Themes and Meanings
Last Updated on May 5, 2015, by eNotes Editorial. Word Count: 468
The theme and meaning of this poem point to Herbert’s life, in which poems ultimately became prayers and prayers became poems. His early life of high hopes, high achievements, and thwarted ambitions prepared him to write poems about people’s attempts to align themselves with God’s will. Born into a good family, Herbert was well-educated and brought up to expect a court position. He served as a tutor and as the University Orator at Trinity College in Cambridge, England, positions meant to prepare him for such a career. However, he saw his plans fail to materialize at the deaths of those influential friends who would have recommended him. He then began, later in life than most, to pursue Holy Orders. This was not a completely new direction for him, for he had been influenced by his mother, who encouraged him to pursue a religious life. However, his decision to become the parson at the country church in Bemerton, England, at age thirty-five did require a change in his life. His poems of the struggle to accept God’s will and recognize His love for humanity were written during the four years he was pastor at Bemerton before his death at age thirty-nine.
“The Rose” could serve as an introduction to Herbert’s task of describing humankind’s inner conflicts. He commits himself to the ascetic life, a life not lacking in its own kind of beauty. In its description of the speaker’s resolution to turn away from the inviting pleasures of this world and focus on the “size” of self, it speaks to all humankind. Through the internal conversation explaining the speaker’s choice, the poem offers a reaffirmation of a spiritual decision.

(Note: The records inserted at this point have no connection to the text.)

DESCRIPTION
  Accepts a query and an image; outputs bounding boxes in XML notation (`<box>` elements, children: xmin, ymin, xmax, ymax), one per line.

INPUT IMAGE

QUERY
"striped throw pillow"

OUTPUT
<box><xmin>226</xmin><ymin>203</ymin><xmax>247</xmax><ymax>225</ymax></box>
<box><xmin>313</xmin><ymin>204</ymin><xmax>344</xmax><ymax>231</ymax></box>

While some readers of devotional poets have preferred the more spontaneous verses of Herbert’s disciple Henry Vaughan or the more impassioned poems of John Donne, Herbert’s admirers appreciate the subtlety of his wit and the sincerity of his voice, both of which are evident in “The Rose.” The manipulation of the rose itself to symbolize first what he rejects and then what he accepts shows the nature of his wit and his appreciation for paradox. Indeed, all of his poems are informed by that major paradox of Christian teaching: In order to save one’s life, one must lose it for the sake of Christ. The carefully designed artistic form and the clearly realized, particular voice of this ardent pilgrim create poems that express both the universal truth of humanity’s relationship with God and each person’s struggle to accept God’s love and will. Typical of Herbert’s work, this poem demonstrates the correspondence between form and meaning. “The Rose” encloses the totality of its meaning through the order, the voice, the dialogue, the symbol, and the paradox.